Bcrypt-NodeJS compare() returns false whatever the password
I know the solution has been found but just in case you are landing here out of google search and have the same issue, especially if you are using a schema.pre("save") function, sometimes there is a tendency of saving the same model several times, hence re-hashing the password each time. This is especially true if you are using references in mongoDB to create schema relationship. Here is what my registration function looked like:
Signup Code
User.create(newUser, (err, user) => { if (err || !user) { console.warn("Error at stage 1"); return res.json(transformedApiRes(err, "Signup error", false)).status(400); } let personData: PersonInterface = <PersonInterface>{}; personData.firstName = req.body.first_name; personData.lastName = req.body.last_name; personData.user = user._id; Person.create(personData, function (err1: Error, person: any): any { if (err1 || !person) { return res.json(transformedApiRes(err1, "Error while saving to Persons", false)); } /* One-to-One relationship */ user.person = person; user.save(function (err, user) { if (err || !user) { return res.json({error: err}, "Error while linking user and person models", false); } emitter.emit("userRegistered", user); return res.json(transformedApiRes(user, `Signup Successful`, true)); }); }); });As you can see there is a nested save on User because I had to link the User model with Person model (one-to-one). As a result, I had the mismatch error because I was using a pre-save function and every time I triggered User.create or User.save, the function would be called and it would re-hash the existing password. A console statement inside pre-save gave me the following, showing that indeed that password was re-hashed:
Console debug after a single signup call
{ plain: 'passwd', hash: '$2b$10$S2g9jIcmjGxE0aT1ASd6lujHqT87kijqXTss1XtUHJCIkAlk0Vi0S' }{ plain: '$2b$10$S2g9jIcmjGxE0aT1ASd6lujHqT87kijqXTss1XtUHJCIkAlk0Vi0S', hash: '$2b$10$KRkVY3M8a8KX9FcZRX.l8.oTSupI/Fg0xij9lezgOxN8Lld7RCHXm' }The Fix, The Solution
To fix this, you have to modify your pre("save") code to ensure the password is only hashed if it is the first time it is being saved to the db or if it has been modified. To do this, surround your pre-save code in these blocks:
if (user.isModified("password") || user.isNew) { //Perform password hashing here} else { return next();}Here is how the whole of my pre-save function looks like
UsersSchema.pre("save", function (next: NextFunction): any { let user: any = this; if (user.isModified("password") || user.isNew) { bcrypt.genSalt(10, function (err: Error, salt: string): any { if (err) { return next(err); } bcrypt.hash(user.password, salt, function (err: Error, hash: string) { if (err) { console.log(err); return next(err); } console.warn({plain: user.password, hash: hash}); user.password = hash; next(); }); }); } else { return next(); }});Hopefully this helps someone.
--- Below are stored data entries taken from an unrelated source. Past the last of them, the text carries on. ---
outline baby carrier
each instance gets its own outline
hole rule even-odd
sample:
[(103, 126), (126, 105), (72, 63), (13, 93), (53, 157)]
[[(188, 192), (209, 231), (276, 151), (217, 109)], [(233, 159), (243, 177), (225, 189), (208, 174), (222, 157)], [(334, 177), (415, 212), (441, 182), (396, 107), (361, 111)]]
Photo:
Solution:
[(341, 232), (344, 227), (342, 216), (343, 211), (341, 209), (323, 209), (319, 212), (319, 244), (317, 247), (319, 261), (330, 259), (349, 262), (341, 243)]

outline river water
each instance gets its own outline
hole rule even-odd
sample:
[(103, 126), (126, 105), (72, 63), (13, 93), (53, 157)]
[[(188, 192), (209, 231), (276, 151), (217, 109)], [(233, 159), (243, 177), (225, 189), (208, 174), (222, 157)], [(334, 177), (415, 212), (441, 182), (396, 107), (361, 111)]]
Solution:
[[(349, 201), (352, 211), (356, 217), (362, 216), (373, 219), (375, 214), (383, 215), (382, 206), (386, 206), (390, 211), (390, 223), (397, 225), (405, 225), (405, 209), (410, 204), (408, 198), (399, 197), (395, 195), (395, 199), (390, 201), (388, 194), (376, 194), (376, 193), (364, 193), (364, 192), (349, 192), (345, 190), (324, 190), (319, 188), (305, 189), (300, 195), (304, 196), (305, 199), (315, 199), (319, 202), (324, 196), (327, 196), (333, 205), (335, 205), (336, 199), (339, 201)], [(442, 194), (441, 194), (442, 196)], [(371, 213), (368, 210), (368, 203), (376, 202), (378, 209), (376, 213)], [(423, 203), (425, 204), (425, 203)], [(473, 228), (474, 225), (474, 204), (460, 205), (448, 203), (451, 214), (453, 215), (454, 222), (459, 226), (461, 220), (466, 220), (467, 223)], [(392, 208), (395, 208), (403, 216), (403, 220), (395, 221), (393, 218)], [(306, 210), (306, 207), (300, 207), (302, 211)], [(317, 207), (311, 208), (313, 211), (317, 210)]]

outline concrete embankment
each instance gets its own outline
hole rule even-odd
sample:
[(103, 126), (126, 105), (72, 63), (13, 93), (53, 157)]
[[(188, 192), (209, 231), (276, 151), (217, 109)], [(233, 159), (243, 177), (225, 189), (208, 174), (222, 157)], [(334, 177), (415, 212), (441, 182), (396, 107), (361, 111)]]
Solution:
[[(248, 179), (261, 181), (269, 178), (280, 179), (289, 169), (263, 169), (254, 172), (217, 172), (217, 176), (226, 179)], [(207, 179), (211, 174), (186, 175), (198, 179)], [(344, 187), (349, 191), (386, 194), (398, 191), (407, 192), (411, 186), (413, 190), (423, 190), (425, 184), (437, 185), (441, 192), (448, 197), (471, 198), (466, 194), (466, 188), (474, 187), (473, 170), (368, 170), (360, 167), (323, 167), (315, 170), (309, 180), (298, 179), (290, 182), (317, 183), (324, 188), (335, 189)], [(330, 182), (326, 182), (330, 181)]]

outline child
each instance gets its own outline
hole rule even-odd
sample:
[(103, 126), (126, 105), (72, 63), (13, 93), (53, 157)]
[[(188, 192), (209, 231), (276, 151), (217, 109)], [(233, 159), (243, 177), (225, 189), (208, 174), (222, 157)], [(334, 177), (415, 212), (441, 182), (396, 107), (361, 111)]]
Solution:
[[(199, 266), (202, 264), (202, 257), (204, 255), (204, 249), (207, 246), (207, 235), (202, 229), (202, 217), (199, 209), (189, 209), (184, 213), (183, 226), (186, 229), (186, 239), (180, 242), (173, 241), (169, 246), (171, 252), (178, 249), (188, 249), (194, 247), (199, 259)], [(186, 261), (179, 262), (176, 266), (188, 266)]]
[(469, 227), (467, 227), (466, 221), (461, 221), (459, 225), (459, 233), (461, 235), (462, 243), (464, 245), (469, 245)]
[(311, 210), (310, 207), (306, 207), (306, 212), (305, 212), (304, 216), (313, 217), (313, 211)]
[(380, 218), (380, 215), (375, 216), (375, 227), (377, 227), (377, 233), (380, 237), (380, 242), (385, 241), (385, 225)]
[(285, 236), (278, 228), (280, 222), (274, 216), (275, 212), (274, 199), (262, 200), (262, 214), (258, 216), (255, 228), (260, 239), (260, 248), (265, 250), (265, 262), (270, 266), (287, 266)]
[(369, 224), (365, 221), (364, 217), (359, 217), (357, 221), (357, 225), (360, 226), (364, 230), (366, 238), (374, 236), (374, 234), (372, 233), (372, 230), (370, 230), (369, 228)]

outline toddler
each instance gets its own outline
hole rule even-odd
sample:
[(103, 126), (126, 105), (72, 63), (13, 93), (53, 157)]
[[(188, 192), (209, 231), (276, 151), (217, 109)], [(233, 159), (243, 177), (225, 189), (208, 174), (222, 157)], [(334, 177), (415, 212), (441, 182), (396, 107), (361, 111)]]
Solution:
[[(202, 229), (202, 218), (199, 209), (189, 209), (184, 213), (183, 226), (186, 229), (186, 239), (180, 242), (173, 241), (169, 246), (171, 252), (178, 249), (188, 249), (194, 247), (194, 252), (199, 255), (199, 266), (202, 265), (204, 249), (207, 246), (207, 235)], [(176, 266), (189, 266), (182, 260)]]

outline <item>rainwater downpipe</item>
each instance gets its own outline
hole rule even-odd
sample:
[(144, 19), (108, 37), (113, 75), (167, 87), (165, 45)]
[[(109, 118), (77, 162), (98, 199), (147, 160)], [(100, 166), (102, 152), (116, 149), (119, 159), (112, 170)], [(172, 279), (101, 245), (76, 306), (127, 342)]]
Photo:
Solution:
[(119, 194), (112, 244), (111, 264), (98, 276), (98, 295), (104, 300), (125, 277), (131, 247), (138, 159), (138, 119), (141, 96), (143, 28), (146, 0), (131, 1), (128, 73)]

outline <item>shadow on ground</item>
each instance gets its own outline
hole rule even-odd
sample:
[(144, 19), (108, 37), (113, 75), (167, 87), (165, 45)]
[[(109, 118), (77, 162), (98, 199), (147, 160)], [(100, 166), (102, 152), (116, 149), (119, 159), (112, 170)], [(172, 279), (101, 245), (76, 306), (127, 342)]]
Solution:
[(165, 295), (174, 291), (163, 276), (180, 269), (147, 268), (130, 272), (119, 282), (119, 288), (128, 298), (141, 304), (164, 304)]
I am dropping this here because it might help someone someday.
In my own case, the reason why I was having bcrypt.compare as false even when I supplied the right authentication details was because of the constraints on the datatype in the model. So each time the hash was saved in the DB, it was truncated in order to fit into the 50 characters constraints.
I had
'password': { type: DataTypes.STRING(50), allowNull: false, comment: "null" },The string could only contain 50 characters but the result of bcrypt.hash was more than that.
FIX
I modified the model thus DataTypes.STRING(255)
bcrypt.hash() has 3 arguments... you have 4 for some reason.
Instead of
bcrypt.hash(password, bcrypt.genSaltSync(12), null, function(err, hash) {it should be
bcrypt.hash(password, bcrypt.genSaltSync(12), function(err, hash) {Since you were hashing only during user creation, then you might not have been hashing properly. You may need to re-create the users.